The
Bourne Identity
An amnesiac with
a bullet in his brain, he thinks he might be Carlos the assassin or the
anti-Carlos just as bad.
He’s the wartime
footing left for dead by enemy action.
The terribly
poetic script gives him a Swiss bank account number on a piece of microfilm
surgically implanted in his hip, as well.
Joseph
The dramatic
device of letting Joseph tell his troubles to Potiphar amplifies the latter’s
role to fit the conception of a workaday Egypt visited by foreign traders such
as the Hebrews whose patriarch is Jacob. It’s the several dimensions of the
story brought into play like galleons in a naumachia that give it dramatic
interest, and most strikingly the Egyptian court, ruled by a strange unwonted
Pharaoh (perhaps echoing Christopher Plummer in The Royal Hunt of the Sun)
not sober and rational like his steward Potiphar, but rather attuned to the
spritely world of the gods and their communications, of which his dreams are an
example revealed by Joseph (who is another, Pharaoh divines).
Joseph is seen as
the type of Christ, which is just the sort of reading calculated to raise the
backhanded hackles of Professor Bloom, who humorously rails against it in a
collection of Bible essays, and who recently (in much the same spirit, one
might fancy) regaled the world with Shakespeare as inventor of the human
personality, thus ousting Giotto from pride of place in the ęsthete’s pantheon.
There is enough refined thinking here to be going on with, and for the rest, who
can understand the objection?
As Joseph’s
brothers are making ready to depart from Egypt with their asses heavy laden
with grain, a search is made for the golden chalice one of them is supposed to
have stolen.
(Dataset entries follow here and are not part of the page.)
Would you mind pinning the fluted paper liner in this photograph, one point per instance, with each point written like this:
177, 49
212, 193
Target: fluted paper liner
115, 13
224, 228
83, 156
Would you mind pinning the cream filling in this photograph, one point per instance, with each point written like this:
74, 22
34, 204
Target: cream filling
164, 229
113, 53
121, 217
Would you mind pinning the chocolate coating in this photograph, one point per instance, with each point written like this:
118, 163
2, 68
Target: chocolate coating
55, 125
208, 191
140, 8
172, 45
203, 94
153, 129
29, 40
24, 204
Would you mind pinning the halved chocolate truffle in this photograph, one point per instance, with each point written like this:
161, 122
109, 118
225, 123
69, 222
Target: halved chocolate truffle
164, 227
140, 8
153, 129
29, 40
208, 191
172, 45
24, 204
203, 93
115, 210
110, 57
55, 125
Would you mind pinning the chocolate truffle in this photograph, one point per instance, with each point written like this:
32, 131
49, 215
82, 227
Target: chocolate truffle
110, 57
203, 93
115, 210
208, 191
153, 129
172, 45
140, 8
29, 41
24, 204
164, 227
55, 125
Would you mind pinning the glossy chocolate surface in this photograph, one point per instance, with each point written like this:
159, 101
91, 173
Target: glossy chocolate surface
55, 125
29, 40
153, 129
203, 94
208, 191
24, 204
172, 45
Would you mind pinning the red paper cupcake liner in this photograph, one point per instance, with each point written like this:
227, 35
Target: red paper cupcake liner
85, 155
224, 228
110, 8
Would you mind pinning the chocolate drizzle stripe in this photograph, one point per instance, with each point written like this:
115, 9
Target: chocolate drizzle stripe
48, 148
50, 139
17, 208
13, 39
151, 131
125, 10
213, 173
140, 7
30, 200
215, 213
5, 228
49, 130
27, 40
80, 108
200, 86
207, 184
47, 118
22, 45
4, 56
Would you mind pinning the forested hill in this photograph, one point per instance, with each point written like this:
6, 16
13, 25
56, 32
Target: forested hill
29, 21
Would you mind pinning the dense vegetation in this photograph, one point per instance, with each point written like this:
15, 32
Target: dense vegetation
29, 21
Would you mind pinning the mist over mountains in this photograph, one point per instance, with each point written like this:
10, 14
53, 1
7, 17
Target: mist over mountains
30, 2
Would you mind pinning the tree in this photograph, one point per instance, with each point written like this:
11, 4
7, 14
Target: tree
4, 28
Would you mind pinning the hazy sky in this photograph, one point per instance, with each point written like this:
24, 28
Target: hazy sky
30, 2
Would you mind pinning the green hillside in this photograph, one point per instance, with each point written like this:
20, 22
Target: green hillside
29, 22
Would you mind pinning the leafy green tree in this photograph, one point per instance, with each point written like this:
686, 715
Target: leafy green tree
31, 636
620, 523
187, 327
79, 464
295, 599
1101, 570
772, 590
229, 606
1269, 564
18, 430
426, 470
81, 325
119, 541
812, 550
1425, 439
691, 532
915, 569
The bags of grain are ripped open, the chalice is found, the
brothers are hauled in, and a much lightened ass calmly munches the grain
spilled out on the ground.
For an American
television director, Roger Young is surprisingly adept in the British stage
tradition exemplified by Don Taylor’s Oedipus at Colonus with its
unerring epiphanies. Ben Kingsley’s Potiphar is the great spirit of Egypt,
grave and reasonable, a subtle mirror to his Moses. Lesley Ann Warren as his
wife is an inward construction along lines similar to her gangster’s wife in Victor/Victoria,
but with an altogether different sort of refinement simmering along the fringes
of her courtly wig. Martin Landau’s Jacob is Jacob, the part is filled to the
brim by a great actor who knows it. The Australian dancer Paul Mercurio is a
receptive Joseph, and his brothers are perhaps intended to be so rowdy.
Moses
The Ten Commandments and Moses the Lawgiver gave us the heroic
Moses and the man of sagacity. This is the inspired prophet, modeled by Ben
Kingsley on the older Cocteau in the exodus, and on the older Olivier for the
Pisgah sight (the younger inarticulate Moses is an homage to Donald Pleasence).
The entire production is characterized by a careful respect for tradition.
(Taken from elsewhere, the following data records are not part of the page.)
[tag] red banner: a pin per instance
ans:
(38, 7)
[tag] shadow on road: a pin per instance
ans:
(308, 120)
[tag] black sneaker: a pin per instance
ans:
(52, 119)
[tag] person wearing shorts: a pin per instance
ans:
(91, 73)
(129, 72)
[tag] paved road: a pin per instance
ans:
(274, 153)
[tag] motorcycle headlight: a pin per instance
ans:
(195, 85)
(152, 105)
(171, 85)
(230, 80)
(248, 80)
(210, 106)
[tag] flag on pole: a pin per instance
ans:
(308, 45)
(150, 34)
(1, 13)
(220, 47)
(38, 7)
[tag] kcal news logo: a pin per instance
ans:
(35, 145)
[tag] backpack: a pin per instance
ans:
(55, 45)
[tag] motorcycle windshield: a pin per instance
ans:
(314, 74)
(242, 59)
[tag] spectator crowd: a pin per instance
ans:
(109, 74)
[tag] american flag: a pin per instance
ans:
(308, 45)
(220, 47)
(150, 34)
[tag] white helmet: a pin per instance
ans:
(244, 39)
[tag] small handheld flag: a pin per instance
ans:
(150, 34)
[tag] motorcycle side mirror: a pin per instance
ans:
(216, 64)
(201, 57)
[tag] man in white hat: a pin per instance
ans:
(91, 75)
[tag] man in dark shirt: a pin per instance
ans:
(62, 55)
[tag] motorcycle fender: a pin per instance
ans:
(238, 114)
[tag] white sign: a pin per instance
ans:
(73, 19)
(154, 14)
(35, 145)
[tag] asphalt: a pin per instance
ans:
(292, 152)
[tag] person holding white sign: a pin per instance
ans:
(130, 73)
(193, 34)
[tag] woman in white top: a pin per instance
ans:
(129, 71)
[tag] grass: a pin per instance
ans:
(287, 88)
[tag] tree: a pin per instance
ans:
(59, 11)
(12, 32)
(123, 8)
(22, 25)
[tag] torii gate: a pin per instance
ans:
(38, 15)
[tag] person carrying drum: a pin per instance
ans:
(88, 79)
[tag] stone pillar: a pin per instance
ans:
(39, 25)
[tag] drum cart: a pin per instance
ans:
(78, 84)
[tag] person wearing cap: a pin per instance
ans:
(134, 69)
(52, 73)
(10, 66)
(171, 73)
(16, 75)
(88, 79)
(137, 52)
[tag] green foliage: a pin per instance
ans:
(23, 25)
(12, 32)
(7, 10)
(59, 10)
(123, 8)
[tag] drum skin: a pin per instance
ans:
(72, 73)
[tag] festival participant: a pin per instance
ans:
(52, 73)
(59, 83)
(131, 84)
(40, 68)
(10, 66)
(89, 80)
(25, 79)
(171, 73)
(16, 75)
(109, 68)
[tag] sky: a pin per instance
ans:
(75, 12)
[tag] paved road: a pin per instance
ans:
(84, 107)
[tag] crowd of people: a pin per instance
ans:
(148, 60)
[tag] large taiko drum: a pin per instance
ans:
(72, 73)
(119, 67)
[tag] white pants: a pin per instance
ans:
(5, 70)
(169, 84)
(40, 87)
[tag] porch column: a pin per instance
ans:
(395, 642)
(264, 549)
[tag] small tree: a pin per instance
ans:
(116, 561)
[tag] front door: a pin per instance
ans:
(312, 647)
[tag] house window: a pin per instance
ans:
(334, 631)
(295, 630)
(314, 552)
Pharaoh Memefta wakes up in bed among frogs echoing The Godfather. Aaron
emerges from the sanctuary in full Levitical garb like Alan Bates at prayer in The
Fixer. Miriam stricken is tended by Moses out of Ben-Hur, and his
last view of Canaan is a conscious reflection of Preminger.
A book can easily
be written on the performances by Kingsley and Langella. The latter as Memefta
is the worldly man par excellence, who speaks of the Hebrews as “Egypt’s
workforce” and almost enjoys the impudence of anyone who dares to challenge
him. Moses is in a contrary position expressed by a sequence showing the
Hebrews brought to the foot of Mt. Sinai at their own behest to hear the voice
of the Lord. Ten thousand shofars and a gale prostrate them, and Moses is
implored to interpret. He begins to speak and gradually they stand to, uttering
the commandments.
The miracles are
done miraculously, based on the earlier models, and in particular the crossing
of the Red Sea. As its waves crash on the rocks below him, Moses grasps his
staff at the midpoint and holds it vertical for a very long time, then he
begins to laugh. The Hebrews are huddling against the blowing sands, now they
look up and see the parted waters.
“Celebrate its
presence in our midst,” they are bidden at the consecration of the golden calf,
“it represents the force that brought us out of Egypt.”
Young shows
himself adept at building longer sequences as well as short, quick takes ending
with a dissolve. The variety of rhythm thus achieved is remarkable.